The African slave trade has been around for centuries. While most of us associate slavery with 18th and 19th century America, the truth is that the African slave trade started long before America became involved. It is still around today in certain parts of the African continent.
The slave trade inside Africa itself was common in Ghana and Nigeria in the 18th century, where the countries' economies depended largely on the selling of hand labor to neighboring estates. Slavery inside Africa was often not for life. Slaves had the option of buying their liberty, and were normally paid enough that they could do it after a certain number of years.

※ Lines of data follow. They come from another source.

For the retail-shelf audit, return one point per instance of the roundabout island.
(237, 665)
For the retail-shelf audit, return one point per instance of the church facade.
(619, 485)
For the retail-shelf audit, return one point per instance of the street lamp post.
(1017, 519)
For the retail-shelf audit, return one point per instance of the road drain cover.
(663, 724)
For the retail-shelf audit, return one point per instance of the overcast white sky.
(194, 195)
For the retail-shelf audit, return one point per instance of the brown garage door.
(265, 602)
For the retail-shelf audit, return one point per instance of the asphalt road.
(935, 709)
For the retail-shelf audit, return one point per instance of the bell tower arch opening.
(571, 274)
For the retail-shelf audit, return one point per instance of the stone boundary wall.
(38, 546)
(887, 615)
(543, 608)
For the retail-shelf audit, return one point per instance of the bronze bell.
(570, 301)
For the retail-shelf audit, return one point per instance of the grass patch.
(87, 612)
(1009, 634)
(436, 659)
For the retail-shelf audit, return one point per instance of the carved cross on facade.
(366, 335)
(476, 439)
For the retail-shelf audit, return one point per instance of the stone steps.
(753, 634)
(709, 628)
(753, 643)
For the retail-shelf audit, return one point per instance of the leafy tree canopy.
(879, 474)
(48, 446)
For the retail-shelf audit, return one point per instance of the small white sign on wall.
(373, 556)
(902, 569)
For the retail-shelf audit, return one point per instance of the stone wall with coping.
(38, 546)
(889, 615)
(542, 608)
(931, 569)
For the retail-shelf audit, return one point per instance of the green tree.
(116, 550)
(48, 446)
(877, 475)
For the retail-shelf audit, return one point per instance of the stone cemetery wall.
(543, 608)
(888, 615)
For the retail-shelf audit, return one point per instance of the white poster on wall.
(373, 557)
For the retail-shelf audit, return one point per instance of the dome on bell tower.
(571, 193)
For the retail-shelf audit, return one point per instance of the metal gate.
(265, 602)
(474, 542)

In the rest of the world, the African slave trade became common in Europe first, starting with Portugal, who took slaves to Brazil to mine the mountains. The Caribbean soon followed, and then other countries of South and Central America. The US-African slave trade was far smaller than that managed by other countries. Of all slaves to reach America, only 4.4 percent ended up in North American territory.
The earliest records of the slave trade in America date back to the beginning of the 17th century, when racial slavery was a punishment for servants who broke the law. In the 18th and 18th century, slaves were mostly used in the South to work on plantations and farms, especially by rich landowners who could afford the extra expense in order to maximize their profits. By the start of the Civil War in 1860, there were approximately 4 million slaves of African origin in the US.
The African slave trade was abolished around the world at different times. Britain stopped slavery in 1807, although slaves were not officially declared free until 1833, when the Slavery Abolition Act was passed. The rest of Europe followed close behind, with certain African countries forbidding slavery early in the 20th century. The African slave trade remains alive in certain parts of Africa, however. Nigeria, especially, is notable for selling sex slaves to certain European countries, and for trafficking children inside African boundaries.